Caldwell strained his eyes at the wavering horizon area—there was no true horizon at this time of the year on the Colorado Desert—and asked Greenberg, “Can you see a patrol out there? I’ll be damned if I can see a thing!”
“I’d be wastin’ my time feedin’ Rabbit-Boss iffen you could!” The scout smiled. “That old boy’s a caution when it comes to sensin’ things hereabouts. He hides good, too. I mind one time when me and him was jumped by Mimbres over to the southeast, and he hid me, him, and a damned old mule in a clump of gamma grass you wouldn’t have thought a quail coulda hid a nest in.”
“Damn it, Greenberg, there’s nothing moving out there! The air’s sort of, well, shimmering. But there’s not a breath of breeze and . ..”
“Look, I don’t see nothin’ neither, Lieutenant. But take my word fer it, if Rabbit-Boss sees ten camels comin’, I’ll bet my last bean it won’t be nine or eleven! Diggers don’t josh much
. If he says he sees a camel patrol, a railroad engine, or a elephant a-standin’ on its head, it’s got to be out there. He’s a Rabbit-Boss, not a Dream Singer. No Rabbit-Boss is allowed to see things as ain’t there.”
The army man strained his eyes, but after a while gave it up as a bad job. He’d had no idea, until he tested his powers of observation, just how hard it was to make a distant object out in the apparently unlimited vista of the open desert. Some of the odd stories of lost immigrant trains were beginning to make sense, if, in fact, there was really a mounted patrol right out there in front of his unseeing eyes!

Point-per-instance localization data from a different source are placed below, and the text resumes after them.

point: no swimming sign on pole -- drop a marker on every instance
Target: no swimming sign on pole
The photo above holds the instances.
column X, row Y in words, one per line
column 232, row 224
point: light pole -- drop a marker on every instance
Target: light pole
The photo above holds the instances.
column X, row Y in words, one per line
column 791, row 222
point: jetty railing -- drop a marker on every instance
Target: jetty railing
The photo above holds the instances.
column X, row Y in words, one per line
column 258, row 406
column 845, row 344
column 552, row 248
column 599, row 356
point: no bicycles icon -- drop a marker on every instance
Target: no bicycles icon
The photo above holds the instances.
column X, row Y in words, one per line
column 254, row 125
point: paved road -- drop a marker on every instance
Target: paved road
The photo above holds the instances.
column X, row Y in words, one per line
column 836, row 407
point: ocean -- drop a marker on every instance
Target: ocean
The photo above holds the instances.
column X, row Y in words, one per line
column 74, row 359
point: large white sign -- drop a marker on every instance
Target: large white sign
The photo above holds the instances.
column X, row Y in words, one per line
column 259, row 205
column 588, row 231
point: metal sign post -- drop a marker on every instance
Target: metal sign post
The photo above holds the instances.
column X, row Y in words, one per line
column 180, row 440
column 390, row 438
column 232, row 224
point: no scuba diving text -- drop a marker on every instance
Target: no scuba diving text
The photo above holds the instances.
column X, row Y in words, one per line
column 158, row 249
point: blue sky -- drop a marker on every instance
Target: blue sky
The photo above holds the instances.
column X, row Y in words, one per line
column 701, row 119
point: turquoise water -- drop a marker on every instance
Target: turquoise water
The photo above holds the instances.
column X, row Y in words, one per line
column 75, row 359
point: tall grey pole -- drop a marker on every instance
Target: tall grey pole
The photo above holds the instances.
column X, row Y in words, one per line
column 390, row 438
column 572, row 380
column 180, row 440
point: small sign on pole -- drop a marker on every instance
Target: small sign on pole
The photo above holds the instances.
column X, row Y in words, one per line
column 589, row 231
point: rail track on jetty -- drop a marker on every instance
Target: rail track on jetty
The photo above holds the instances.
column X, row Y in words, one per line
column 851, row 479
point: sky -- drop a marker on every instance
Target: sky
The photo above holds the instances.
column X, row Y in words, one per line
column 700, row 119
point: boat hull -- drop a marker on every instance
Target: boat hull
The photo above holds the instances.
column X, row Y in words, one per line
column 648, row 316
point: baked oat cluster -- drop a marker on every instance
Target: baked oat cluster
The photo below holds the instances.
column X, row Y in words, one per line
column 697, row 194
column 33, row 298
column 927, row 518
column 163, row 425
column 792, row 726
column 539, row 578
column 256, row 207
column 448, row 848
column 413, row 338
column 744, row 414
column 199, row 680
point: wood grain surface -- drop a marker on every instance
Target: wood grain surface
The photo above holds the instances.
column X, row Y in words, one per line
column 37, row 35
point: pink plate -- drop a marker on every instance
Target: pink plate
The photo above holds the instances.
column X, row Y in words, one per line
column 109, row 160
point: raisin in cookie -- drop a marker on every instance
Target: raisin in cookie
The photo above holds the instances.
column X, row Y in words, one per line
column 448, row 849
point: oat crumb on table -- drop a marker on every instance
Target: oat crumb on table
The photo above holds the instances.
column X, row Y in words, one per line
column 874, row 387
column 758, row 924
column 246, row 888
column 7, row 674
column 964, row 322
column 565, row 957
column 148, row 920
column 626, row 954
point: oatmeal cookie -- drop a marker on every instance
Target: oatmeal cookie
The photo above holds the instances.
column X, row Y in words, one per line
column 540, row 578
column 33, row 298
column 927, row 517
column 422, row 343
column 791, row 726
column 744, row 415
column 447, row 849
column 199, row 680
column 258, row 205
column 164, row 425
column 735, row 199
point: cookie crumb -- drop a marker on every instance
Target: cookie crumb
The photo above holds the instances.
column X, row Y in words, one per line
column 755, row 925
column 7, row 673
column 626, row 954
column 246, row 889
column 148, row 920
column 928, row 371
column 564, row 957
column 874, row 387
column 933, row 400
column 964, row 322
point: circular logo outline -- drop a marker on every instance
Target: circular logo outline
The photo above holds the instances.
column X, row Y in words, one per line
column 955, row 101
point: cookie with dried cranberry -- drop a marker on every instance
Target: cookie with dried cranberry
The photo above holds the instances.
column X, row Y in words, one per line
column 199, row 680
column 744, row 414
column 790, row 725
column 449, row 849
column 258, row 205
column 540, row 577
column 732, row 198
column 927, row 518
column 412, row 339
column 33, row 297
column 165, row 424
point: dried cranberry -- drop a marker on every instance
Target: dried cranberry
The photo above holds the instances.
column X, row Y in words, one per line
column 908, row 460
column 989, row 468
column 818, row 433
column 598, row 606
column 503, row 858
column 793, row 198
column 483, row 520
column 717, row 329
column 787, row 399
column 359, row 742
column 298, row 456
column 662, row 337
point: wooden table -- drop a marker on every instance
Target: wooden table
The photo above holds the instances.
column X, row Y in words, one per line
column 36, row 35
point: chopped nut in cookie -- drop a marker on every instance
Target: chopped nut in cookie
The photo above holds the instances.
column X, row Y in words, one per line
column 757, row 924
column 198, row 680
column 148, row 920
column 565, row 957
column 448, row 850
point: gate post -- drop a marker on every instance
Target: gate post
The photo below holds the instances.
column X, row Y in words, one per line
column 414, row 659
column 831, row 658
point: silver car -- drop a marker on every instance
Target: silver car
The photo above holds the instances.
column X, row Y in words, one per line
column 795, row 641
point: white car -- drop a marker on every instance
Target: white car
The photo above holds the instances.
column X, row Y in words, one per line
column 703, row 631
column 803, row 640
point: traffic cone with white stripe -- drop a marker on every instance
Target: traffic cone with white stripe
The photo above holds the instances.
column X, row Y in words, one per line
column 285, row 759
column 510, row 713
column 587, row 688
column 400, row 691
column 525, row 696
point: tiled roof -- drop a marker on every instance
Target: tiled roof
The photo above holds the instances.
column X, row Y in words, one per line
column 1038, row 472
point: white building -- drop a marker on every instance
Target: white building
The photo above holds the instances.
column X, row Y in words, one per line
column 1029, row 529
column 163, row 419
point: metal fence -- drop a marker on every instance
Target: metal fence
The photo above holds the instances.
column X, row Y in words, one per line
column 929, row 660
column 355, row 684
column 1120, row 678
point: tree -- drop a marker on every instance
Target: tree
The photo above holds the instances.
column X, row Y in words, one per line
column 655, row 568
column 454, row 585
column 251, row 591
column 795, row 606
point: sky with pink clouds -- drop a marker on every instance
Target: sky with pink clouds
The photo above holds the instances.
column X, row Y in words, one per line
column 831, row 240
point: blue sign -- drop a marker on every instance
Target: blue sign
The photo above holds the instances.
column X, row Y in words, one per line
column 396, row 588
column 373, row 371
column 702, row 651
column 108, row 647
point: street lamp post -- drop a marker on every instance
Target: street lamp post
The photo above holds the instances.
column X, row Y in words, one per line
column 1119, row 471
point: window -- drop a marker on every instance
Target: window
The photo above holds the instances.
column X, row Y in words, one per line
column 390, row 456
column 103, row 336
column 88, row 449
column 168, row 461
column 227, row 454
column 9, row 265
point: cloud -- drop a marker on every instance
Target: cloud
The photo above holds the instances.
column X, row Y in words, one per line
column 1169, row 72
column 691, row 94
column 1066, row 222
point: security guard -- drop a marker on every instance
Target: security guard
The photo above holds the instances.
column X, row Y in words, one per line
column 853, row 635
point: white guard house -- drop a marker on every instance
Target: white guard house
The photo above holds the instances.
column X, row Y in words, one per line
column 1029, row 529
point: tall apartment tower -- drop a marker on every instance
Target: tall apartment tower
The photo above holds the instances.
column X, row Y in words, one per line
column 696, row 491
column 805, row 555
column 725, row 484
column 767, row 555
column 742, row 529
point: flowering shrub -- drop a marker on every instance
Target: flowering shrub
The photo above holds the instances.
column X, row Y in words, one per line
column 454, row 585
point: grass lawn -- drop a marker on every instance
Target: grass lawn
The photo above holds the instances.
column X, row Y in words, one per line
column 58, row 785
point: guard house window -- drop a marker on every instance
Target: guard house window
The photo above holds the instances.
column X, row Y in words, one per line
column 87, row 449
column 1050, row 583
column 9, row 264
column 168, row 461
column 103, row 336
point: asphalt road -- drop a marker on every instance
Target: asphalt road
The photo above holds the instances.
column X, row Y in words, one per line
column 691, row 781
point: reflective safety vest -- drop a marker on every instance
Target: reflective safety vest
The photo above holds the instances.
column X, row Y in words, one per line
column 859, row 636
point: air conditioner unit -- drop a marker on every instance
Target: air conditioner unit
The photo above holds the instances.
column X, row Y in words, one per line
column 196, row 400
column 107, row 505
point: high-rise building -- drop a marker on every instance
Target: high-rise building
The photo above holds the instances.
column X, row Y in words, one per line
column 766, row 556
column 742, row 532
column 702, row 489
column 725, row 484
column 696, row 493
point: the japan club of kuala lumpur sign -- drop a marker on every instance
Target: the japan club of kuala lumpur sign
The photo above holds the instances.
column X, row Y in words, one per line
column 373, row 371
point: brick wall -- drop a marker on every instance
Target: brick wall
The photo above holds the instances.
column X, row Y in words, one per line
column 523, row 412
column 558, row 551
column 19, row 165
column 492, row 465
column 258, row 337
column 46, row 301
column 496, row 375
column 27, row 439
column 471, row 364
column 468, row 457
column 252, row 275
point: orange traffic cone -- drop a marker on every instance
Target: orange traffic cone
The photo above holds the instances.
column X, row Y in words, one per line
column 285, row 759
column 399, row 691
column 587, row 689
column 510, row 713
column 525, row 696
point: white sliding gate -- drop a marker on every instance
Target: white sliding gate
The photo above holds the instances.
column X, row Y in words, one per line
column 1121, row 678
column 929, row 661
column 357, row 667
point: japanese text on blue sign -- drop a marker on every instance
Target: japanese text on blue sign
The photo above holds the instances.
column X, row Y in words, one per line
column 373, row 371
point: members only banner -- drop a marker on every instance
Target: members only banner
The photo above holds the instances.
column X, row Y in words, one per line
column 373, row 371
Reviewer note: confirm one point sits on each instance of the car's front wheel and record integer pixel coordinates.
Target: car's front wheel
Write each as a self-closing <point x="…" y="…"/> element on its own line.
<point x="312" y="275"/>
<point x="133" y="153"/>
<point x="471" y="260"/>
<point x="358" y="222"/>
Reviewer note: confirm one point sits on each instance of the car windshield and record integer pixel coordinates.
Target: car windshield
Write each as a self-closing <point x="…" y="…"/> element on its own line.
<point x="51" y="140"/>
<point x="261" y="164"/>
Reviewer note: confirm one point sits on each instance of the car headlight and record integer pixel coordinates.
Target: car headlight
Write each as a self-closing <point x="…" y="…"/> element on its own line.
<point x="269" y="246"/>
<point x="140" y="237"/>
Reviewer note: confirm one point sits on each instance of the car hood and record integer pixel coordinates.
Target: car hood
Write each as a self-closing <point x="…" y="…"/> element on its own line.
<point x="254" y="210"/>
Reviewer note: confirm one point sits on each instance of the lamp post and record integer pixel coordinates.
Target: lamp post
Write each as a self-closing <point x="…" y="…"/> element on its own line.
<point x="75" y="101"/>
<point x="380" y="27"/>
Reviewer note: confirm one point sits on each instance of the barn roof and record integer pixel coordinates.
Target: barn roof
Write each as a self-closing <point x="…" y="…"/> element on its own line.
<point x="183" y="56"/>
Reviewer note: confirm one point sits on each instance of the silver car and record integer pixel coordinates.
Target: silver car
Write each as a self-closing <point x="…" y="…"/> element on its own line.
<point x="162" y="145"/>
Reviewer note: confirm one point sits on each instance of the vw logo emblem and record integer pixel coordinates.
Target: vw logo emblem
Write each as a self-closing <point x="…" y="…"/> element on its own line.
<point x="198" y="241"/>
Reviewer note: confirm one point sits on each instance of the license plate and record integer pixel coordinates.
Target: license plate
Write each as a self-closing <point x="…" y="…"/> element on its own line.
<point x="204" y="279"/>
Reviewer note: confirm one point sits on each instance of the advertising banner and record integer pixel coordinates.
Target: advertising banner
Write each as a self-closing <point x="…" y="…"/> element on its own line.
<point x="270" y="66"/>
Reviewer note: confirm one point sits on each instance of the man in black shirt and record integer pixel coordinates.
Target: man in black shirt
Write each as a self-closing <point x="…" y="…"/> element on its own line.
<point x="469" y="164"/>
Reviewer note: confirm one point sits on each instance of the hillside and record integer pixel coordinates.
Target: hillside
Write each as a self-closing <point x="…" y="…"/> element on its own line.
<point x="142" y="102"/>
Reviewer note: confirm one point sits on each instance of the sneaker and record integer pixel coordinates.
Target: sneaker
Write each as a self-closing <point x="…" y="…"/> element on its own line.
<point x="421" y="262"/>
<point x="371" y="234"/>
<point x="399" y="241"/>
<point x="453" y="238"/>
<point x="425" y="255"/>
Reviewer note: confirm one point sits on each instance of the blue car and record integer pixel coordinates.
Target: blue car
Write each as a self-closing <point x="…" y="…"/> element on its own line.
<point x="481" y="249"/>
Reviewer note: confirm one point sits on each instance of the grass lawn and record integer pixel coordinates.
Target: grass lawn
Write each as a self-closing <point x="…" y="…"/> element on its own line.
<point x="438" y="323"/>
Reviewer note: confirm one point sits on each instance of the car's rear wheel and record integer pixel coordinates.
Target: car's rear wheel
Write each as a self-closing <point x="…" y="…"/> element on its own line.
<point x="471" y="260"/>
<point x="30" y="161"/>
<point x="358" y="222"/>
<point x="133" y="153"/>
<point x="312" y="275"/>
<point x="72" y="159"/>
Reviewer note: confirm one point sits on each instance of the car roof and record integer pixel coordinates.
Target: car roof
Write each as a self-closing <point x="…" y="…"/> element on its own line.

Greenberg was saying, “Rabbit-Bosses is allowed to see Spirit Lakes, of course. Ever’body sees Spirit Lakes out there on the playas when the sun-ball’s high. I seed a city out there one time. It was a regular city with church steeples and chimney tops and ever’thing sort of floatin’ in the sky above a big old silver lake. I asked Rabbit-Boss did he see it and he said he did, only he didn’t want to talk on it. Said it was wrong fer anybody but a Dream Singer to talk on sech things.”
“I think you must have seen a mirage. I’ve read about travelers in North Africa imagining they see water in the desert and … ”
“Hold on with that imaginin’, dang it! I tolt you Rabbit-Boss and me seed the same city and the same lake, didn’t I?”
“Well, yes, there’s a theory about the desert light being refracted by the heat or something. I’m not sure I understand just how it works.”
Greenberg said, “Don’t matter how it works. You jest got to know what you’re seein’ ain’t real. Back in forty-nine, a mess of folks got kilt followin’ Spirit Lakes offen the trail they shoulda kept to. We still find wagons and sometimes folks out there amidst the playas. Found an hombre last summer, been dead nigh seven years from the papers he had on him. He was still standin’, leanin’ agin’ a joshua tree and starin’ out across the playa flats at the Spirit Lake he likely followed fifty miles or more afore he jest dried out and died. Folks as dry out on the playas don’t rot, you know. They just shrivel up and turn to leather. I reckon I do see the patrol now. Old Rabbit-Boss was right. Eight troopers on ten camels. Reckon they mean the two spares fer you and me.”